He wheeled his easy-chair to the table, trimmed the lamp, and settled
himself to the examination of the books.
He took them up, one by one, and looked carefully through them, first
looking at the page on which the name of the owner is ordinarily
written, and then searching for any scrap of paper which might have been
left within the leaves. On the first page of the Eton Latin Grammar the
name of Master Talboys was written in a prim, scholastic hand; the
French pamphlet had a careless G.T. scrawled on the cover in pencil, in
George's big, slovenly calligraphy: the Tom Jones had evidently been
bought at a book-stall, and bore an inscription, dated March 14th, 1788,
setting forth that the book was a tribute of respect to Mr. Thos.
Scrowton, from his obedient servant, James Anderley; the Don Juan and
the Testament were blank. Robert Audley breathed more freely; he had
arrived at the last but one of the books without any result whatever,
and there only remained the fat gilt-and-crimson-bound volume to be
examined before his task was finished.
It was an annual of the year 1845. The copper-plate engravings of lovely
ladies, who had flourished in that day, were yellow and spotted with
mildew; the costumes grotesque and outlandish; the simpering beauties
faded and commonplace. Even the little clusters of verses (in which the
poet's feeble candle shed its sickly light upon the obscurities of the
artist's meaning) had an old-fashioned twang; like music on a lyre,
whose strings are slackened by the damps of time. Robert Audley did not
stop to read any of the mild productions. He ran rapidly through the
leaves, looking for any scrap of writing or fragment of a letter which
might have been used to mark a place. He found nothing but a bright ring
of golden hair, of that glittering hue which is so rarely seen except
upon the head of a child--a sunny lock, which curled as naturally as the
tendril of a vine; and was very opposite in texture, if not different in
hue, to the soft, smooth tresses which the landlady at Ventnor had given
to George Talboys after his wife's death. Robert Audley suspended his
examination of the book, and folded this yellow lock in a sheet of
letter paper, which he sealed with his signet-ring, and laid aside, with
the memorandum about George Talboys and Alicia's letter, in the
pigeon-hole marked important.

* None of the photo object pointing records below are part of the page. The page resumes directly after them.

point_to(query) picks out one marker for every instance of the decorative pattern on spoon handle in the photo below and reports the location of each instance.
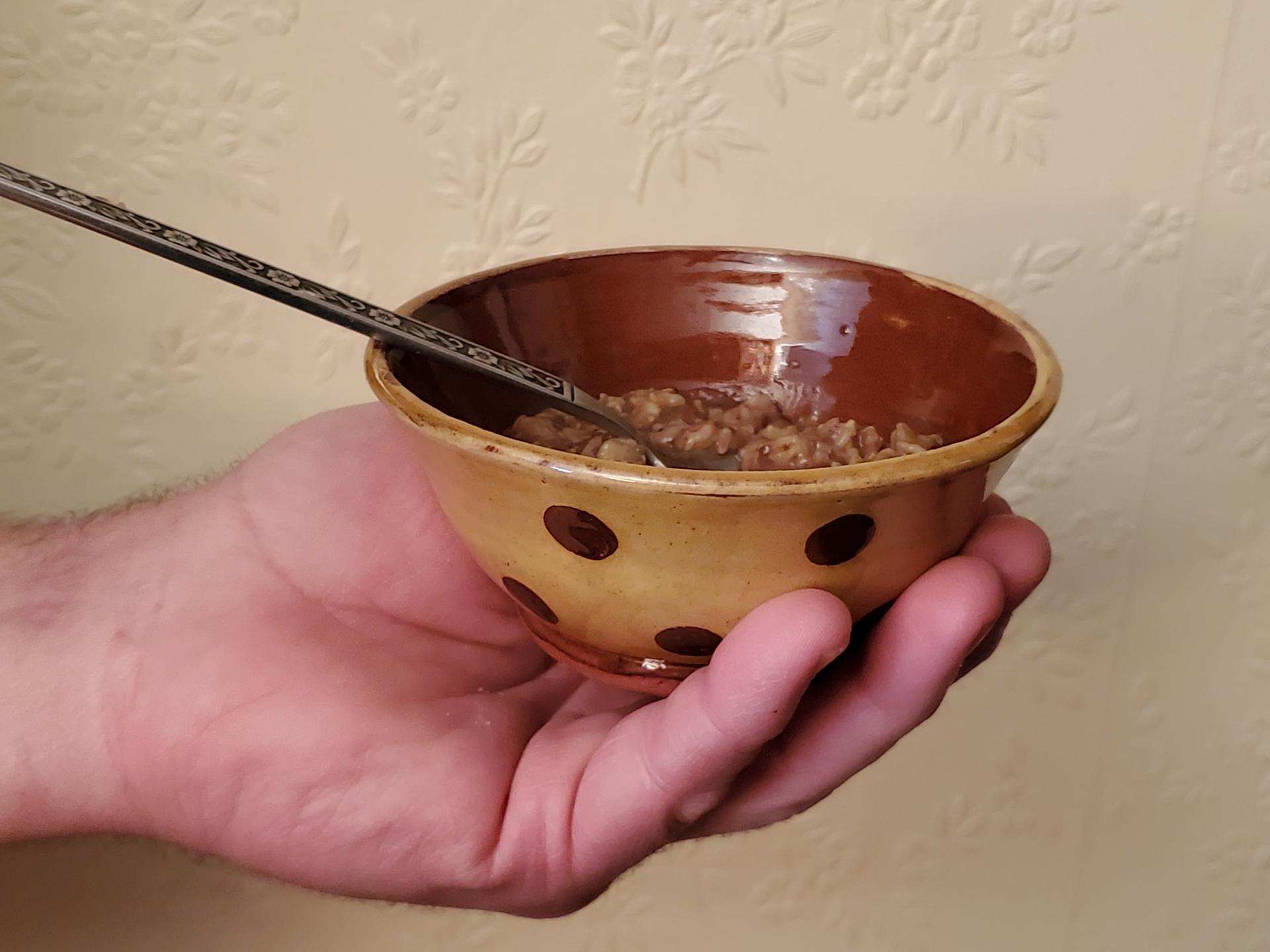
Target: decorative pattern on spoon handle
(319, 300)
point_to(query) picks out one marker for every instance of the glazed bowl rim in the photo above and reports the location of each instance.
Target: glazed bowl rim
(948, 461)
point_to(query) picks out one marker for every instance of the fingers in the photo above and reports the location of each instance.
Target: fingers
(671, 762)
(1016, 549)
(1020, 553)
(857, 715)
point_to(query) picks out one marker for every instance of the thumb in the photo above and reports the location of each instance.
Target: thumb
(671, 762)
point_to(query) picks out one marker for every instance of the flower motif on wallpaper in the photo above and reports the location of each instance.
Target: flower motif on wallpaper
(476, 183)
(926, 50)
(1155, 234)
(1032, 270)
(878, 87)
(1231, 386)
(1245, 160)
(37, 395)
(145, 386)
(425, 93)
(172, 132)
(138, 32)
(1048, 27)
(666, 89)
(240, 327)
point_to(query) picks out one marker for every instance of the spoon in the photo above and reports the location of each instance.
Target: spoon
(278, 285)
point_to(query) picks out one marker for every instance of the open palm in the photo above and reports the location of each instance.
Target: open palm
(333, 694)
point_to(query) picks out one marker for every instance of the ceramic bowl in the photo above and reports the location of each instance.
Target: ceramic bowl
(635, 574)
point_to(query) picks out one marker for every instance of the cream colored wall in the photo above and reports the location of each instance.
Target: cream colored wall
(1104, 786)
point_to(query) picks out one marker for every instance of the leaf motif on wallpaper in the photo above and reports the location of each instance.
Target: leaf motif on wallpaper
(52, 78)
(923, 51)
(1044, 465)
(1228, 385)
(1011, 116)
(38, 394)
(915, 44)
(425, 93)
(665, 89)
(1244, 160)
(338, 262)
(1154, 235)
(1108, 429)
(1148, 768)
(1048, 27)
(272, 18)
(234, 328)
(27, 241)
(220, 140)
(1236, 865)
(1032, 270)
(476, 183)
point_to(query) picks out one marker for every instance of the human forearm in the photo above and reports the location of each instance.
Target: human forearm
(75, 598)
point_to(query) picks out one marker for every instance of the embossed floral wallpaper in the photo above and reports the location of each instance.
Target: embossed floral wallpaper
(1104, 165)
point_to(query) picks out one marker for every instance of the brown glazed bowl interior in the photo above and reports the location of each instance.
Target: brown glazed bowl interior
(878, 344)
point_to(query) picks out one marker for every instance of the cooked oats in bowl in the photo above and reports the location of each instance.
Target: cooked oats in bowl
(762, 430)
(870, 411)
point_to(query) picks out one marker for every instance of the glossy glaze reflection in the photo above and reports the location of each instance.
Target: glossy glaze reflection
(634, 574)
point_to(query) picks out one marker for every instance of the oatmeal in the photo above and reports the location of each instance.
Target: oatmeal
(763, 432)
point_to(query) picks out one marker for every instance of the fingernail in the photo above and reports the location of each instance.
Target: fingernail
(831, 656)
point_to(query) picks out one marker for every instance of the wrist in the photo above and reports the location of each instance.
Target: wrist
(78, 601)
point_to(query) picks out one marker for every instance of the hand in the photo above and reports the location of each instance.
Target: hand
(317, 682)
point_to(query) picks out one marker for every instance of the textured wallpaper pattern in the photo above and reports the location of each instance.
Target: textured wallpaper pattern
(1103, 165)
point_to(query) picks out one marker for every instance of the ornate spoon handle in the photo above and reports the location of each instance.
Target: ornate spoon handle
(237, 268)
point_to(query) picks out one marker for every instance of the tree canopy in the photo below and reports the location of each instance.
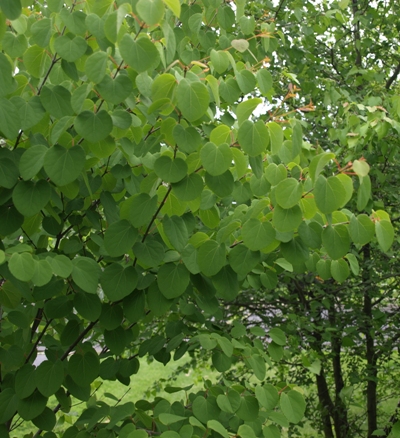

He was going to replace the fat annual
among the other books, when he discovered that the two blank leaves at
the beginning were stuck together. He was so determined to prosecute his
search to the very uttermost, that he took the trouble to part these
leaves with the sharp end of his paper-knife, and he was rewarded for
his perseverance by finding an inscription upon one of them. This
inscription was in three parts, and in three different hands. The first
paragraph was dated as far back as the year in which the annual had been
published, and set forth that the book was the property of a certain
Miss Elizabeth Ann Bince, who had obtained the precious volume as a
reward for habits of order, and for obedience to the authorities of
Camford House Seminary, Torquay. The second paragraph was dated five
years later, and was in the handwriting of Miss Bince herself, who
presented the book, as a mark of undying affection and unfading esteem
(Miss Bince was evidently of a romantic temperament) to her beloved
friend, Helen Maldon. The third paragraph was dated September, 1853, and
was in the hand of Helen Maldon, who gave the annual to George Talboys;
and it was at the sight of this third paragraph that Mr. Robert Audley's
face changed from its natural hue to a sickly, leaden pallor.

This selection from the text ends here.